7 most overlooked tax deductions that could help save money
Most individuals file taxes depending on how much money they make during the fiscal year. However, since the process is long and complex, it sometimes results in costly errors. A common mistake is overlooking tax deductions or, more simply, the expenses people can subtract from their taxable income. Understanding which expenses one can claim as deductions helps save significant money. Here are the seven most overlooked tax deductions individuals should know.
Charitable contributions
One of the most overlooked tax deductions is the charitable contributions made throughout the year. It could include property, cash, or any other monetary donation to charity. Interestingly, even out-of-pocket expenses incurred for volunteer work qualify. If someone had to drive for volunteer work, they could deduct the expenses one of two ways: deducting the actual cost of gasoline or deducting $0.14 per mile. That’s why one should remember to check the receipts from charitable organizations and the mileage costs when doing taxes. That said, not all donations are considered tax-deductible.

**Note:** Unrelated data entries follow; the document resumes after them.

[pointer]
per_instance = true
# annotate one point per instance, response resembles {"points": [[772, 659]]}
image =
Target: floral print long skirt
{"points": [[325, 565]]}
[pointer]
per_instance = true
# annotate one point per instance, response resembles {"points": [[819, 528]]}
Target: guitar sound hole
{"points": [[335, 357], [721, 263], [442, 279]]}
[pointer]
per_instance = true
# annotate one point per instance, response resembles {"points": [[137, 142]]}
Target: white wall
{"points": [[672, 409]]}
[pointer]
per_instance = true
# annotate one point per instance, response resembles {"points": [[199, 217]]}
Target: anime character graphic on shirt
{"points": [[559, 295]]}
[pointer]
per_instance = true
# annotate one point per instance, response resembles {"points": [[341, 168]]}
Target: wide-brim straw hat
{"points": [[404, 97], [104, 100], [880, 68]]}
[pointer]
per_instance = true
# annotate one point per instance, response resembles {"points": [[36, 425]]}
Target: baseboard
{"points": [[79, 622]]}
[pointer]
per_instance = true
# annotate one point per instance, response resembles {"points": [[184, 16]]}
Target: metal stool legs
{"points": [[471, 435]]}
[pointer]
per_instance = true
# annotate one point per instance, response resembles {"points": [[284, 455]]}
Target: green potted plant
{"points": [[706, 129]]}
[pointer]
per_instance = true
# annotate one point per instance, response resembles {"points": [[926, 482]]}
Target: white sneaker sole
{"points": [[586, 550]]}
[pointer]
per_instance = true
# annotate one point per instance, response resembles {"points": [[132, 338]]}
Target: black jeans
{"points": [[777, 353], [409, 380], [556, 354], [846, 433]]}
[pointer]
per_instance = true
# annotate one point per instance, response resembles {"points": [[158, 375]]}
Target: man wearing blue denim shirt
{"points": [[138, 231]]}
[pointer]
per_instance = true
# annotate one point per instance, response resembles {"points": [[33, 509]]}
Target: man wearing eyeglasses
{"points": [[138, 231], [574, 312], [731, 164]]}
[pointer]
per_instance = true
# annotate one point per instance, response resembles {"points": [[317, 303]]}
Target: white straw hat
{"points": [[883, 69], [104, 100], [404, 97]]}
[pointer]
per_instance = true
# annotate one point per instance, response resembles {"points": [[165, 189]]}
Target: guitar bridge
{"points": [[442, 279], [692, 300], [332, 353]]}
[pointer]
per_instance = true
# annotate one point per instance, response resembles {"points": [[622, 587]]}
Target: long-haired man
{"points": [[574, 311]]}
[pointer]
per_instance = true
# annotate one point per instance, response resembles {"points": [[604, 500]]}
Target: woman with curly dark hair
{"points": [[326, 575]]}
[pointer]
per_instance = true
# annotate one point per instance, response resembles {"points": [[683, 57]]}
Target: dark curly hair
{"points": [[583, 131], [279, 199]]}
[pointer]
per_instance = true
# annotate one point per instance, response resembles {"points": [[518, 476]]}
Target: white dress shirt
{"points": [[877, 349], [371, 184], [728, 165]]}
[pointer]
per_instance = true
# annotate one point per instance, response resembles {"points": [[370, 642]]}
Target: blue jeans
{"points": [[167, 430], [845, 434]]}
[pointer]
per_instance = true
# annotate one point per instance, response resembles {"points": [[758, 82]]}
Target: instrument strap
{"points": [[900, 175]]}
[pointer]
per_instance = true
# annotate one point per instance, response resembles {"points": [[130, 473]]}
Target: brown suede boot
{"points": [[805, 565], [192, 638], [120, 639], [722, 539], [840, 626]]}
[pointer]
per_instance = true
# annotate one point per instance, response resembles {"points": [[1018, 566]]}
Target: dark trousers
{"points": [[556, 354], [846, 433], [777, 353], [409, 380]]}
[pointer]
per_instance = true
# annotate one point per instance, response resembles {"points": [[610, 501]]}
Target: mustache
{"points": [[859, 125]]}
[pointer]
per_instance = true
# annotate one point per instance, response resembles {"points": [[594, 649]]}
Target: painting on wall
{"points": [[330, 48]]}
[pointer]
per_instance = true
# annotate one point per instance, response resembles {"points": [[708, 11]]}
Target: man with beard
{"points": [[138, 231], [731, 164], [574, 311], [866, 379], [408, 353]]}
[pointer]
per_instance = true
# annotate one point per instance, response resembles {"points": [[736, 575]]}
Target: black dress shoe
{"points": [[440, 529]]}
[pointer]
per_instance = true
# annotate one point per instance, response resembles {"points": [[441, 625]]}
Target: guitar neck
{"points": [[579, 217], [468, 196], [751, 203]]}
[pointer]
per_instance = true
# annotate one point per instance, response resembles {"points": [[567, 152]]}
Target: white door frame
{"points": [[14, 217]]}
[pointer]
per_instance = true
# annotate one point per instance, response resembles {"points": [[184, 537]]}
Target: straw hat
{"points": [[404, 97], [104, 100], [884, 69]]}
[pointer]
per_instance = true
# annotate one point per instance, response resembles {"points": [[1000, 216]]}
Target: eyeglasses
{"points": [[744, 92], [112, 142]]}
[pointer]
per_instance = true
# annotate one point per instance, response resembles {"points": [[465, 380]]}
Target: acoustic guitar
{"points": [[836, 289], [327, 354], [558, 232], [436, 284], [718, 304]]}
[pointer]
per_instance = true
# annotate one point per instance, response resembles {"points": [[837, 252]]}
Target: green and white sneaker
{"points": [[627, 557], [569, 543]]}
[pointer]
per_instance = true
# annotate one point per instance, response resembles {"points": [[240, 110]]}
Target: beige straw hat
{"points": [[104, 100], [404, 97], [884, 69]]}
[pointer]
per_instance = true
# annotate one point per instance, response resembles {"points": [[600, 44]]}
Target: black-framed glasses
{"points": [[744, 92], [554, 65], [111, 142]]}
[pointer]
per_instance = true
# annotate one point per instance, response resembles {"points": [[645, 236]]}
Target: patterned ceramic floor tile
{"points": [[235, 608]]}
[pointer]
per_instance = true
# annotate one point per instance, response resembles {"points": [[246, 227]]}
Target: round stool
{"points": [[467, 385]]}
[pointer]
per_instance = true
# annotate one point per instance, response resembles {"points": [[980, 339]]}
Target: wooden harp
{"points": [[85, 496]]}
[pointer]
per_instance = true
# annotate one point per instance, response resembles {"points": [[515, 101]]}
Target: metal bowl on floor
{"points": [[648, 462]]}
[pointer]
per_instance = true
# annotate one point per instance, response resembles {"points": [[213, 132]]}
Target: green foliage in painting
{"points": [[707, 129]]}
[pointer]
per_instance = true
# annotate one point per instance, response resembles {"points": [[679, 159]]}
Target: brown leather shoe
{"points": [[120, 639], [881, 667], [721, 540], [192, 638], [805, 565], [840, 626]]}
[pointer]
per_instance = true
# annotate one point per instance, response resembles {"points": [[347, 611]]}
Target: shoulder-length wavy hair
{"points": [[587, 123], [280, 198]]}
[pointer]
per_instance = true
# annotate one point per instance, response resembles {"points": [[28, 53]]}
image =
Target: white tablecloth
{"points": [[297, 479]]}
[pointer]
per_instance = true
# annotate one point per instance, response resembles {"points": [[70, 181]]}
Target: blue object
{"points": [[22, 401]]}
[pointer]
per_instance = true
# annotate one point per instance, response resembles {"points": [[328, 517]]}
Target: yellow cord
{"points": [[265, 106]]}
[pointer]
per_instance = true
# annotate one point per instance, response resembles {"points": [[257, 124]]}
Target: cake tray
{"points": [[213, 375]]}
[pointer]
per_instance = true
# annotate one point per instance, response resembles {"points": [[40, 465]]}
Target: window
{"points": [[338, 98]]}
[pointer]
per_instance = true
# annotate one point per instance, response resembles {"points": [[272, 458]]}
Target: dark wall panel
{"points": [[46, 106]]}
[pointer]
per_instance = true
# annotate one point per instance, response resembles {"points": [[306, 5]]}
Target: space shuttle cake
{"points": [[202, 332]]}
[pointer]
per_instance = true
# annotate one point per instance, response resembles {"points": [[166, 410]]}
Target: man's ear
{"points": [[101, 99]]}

The charity must be an approved tax-exempt organization to deduct a contribution on tax returns.
Student loans interest
While one may not enjoy paying interest on a student loan, doing so may have some money-saving benefits. One can deduct up to $2,500 (or the actual amount, whichever is less) of the interest paid on student loans. Any qualified student loan interest will work, including that on the loans taken out for oneself, a spouse, or someone else who was a dependent at the time of borrowing. The individual can consider interest deduction on the loan even if they do not itemize deductions when filing. However, there are other terms and conditions associated with student loan interest deductions that one should read before making any additions to the income tax returns.
Retirement savings contribution
Contributions to traditional IRAs and 401(k)s are not taxed.